The Court of Appeals determined that the remedial order issued by the New York Public Employment Relations Board (hereinafter PERB) in this matter was “unduly burdensome under the circumstances, and d[id] not further the goal of reaching a fair negotiated result” (Matter of Town of Islip v. New York State Pub. Empl. Relations Bd., 23 N.Y.3d 482, 494, 991 N.Y.S.2d 583, 15 N.E.3d 338). As relevant here, the Court of Appeals stated as follows:
“We review the remedies imposed by PERB with deference to its expertise ( see Matter of City of Albany v. Helsby, 29 N.Y.2d 433, 439, 328 N.Y.S.2d 658, 278 N.E.2d 898 [1972] ).
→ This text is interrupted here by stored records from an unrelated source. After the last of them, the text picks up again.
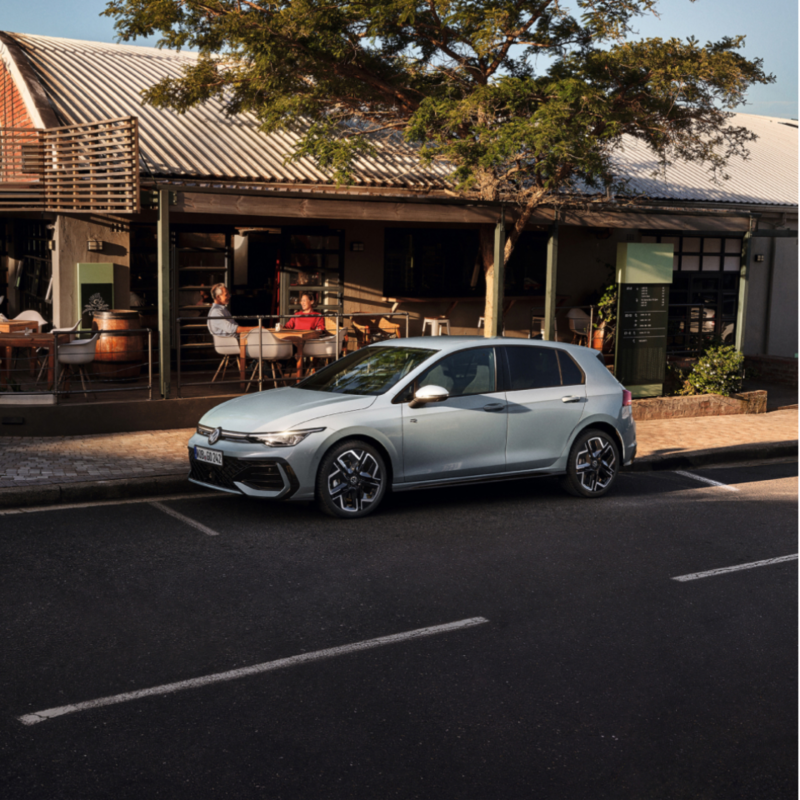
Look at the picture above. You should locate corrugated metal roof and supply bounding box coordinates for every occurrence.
[3,34,798,206]
[614,114,798,206]
[4,34,447,188]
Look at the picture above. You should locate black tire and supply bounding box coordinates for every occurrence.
[561,428,620,497]
[316,439,389,519]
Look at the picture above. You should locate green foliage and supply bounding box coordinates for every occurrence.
[595,283,618,333]
[677,344,744,397]
[104,0,774,266]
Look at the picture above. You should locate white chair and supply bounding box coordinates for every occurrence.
[36,320,81,383]
[14,310,47,333]
[211,333,239,383]
[528,314,558,341]
[476,317,506,336]
[245,328,294,392]
[567,308,590,344]
[57,333,100,397]
[422,317,450,336]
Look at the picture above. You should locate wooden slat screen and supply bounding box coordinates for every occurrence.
[0,117,140,214]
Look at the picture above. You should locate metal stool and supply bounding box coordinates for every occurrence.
[422,317,450,336]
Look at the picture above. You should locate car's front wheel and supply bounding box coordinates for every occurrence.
[561,430,620,497]
[316,439,388,519]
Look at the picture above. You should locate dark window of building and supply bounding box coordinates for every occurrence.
[383,228,485,297]
[642,233,742,355]
[383,228,547,297]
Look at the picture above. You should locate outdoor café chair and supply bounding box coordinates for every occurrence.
[245,328,294,391]
[36,320,81,383]
[211,333,239,383]
[58,333,100,397]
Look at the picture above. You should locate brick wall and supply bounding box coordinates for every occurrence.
[0,61,33,128]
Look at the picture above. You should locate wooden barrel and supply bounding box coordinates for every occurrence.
[92,309,147,381]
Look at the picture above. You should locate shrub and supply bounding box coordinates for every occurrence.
[678,344,744,397]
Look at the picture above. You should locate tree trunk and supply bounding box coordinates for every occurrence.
[480,196,541,338]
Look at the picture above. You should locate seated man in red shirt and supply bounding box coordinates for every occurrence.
[283,292,325,333]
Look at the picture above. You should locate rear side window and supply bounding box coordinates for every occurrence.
[504,346,585,392]
[417,347,496,397]
[556,350,586,386]
[505,346,561,392]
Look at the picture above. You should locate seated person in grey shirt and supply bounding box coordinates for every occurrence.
[208,283,253,336]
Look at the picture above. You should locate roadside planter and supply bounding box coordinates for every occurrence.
[632,389,767,422]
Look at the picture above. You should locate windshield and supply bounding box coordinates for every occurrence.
[297,347,438,395]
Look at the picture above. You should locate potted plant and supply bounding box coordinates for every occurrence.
[592,283,617,353]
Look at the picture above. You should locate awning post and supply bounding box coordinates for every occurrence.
[156,189,172,399]
[542,219,560,342]
[484,209,506,338]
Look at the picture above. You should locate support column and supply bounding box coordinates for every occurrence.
[542,219,558,342]
[157,189,172,399]
[735,231,752,353]
[484,211,506,338]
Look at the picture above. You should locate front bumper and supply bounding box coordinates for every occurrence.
[189,445,300,500]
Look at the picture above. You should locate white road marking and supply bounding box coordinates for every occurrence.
[673,469,739,492]
[17,617,489,725]
[0,492,230,517]
[672,553,797,581]
[150,501,219,536]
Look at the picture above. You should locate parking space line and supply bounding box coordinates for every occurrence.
[673,469,739,492]
[0,492,235,517]
[150,500,219,536]
[17,617,489,725]
[672,553,797,581]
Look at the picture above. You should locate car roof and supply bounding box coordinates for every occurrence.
[370,336,597,355]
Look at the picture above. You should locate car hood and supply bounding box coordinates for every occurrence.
[200,387,376,433]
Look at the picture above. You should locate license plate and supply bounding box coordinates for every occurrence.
[194,445,222,467]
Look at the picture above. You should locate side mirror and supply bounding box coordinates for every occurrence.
[408,386,450,408]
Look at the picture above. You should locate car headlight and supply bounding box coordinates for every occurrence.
[248,428,325,447]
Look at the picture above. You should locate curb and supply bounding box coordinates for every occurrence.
[0,472,193,509]
[0,440,798,509]
[622,439,797,472]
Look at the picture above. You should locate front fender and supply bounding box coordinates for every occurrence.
[290,414,403,487]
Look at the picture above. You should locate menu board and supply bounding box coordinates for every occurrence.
[615,283,669,397]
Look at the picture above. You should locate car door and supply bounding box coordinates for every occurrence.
[499,343,586,472]
[403,347,506,482]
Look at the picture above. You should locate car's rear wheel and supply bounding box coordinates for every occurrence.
[316,439,388,519]
[561,429,620,497]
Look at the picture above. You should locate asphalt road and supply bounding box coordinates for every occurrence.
[0,462,797,800]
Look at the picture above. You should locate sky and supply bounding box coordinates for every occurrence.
[0,0,798,119]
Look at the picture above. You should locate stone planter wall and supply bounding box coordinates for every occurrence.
[633,390,767,420]
[744,356,797,386]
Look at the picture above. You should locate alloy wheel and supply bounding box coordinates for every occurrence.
[575,435,617,492]
[327,448,383,514]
Thus ‘a remedy fashioned by PERB for an improper practice should be upheld if reasonable,’ although ‘[i]t is for the courts to examine the reasonable application of PERB's remedies' (Matter of Manhasset Union Free School Dist. v. New York State Pub. Empl. Relations Bd., 61 A.D.3d 1231, 1234–1235, 877 N.Y.S.2d 497 [3d Dept.2009] [citations and quotation marks omitted]; see Civil Service Law § 213[d] ). Here, PERB's remedial order requires the Town to ‘[f]orthwith restore the vehicle assignments for commutation between home and work to those unit members who enjoyed the benefit prior to April 4, 2008.’ A PERB injunction was not sought to preserve the status quo ante, and the Town sold some or all of the cars formerly permanently assigned to blue- and white-collar unit employees. Forcing the Town to invest significant taxpayer dollars to replace these vehicles is unduly burdensome under the circumstances, and does not further the goal of reaching a fair negotiated result ( cf. Matter of Manhasset Union Free School Dist., 61 A.D.3d at 1235, 877 N.Y.S.2d 497 [enforcement of a PERB order for the school district to restore the personnel and facilities of its former transportation department was unreasonable where the district had sold its buses and leased its garage, and compliance with the order might require taxpayer approval] ). We therefore remit so that PERB may fashion a remedy that grants commensurate, practical relief to the employees subject to the improper practice without requiring the Town to purchase a whole new fleet of vehicles with an uncertain future” (id. at 494, 991 N.Y.S.2d 583, 15 N.E.3d 338).
In light of the determination of the Court of Appeals, we remit the matter to PERB for further proceedings in accordance with that determination.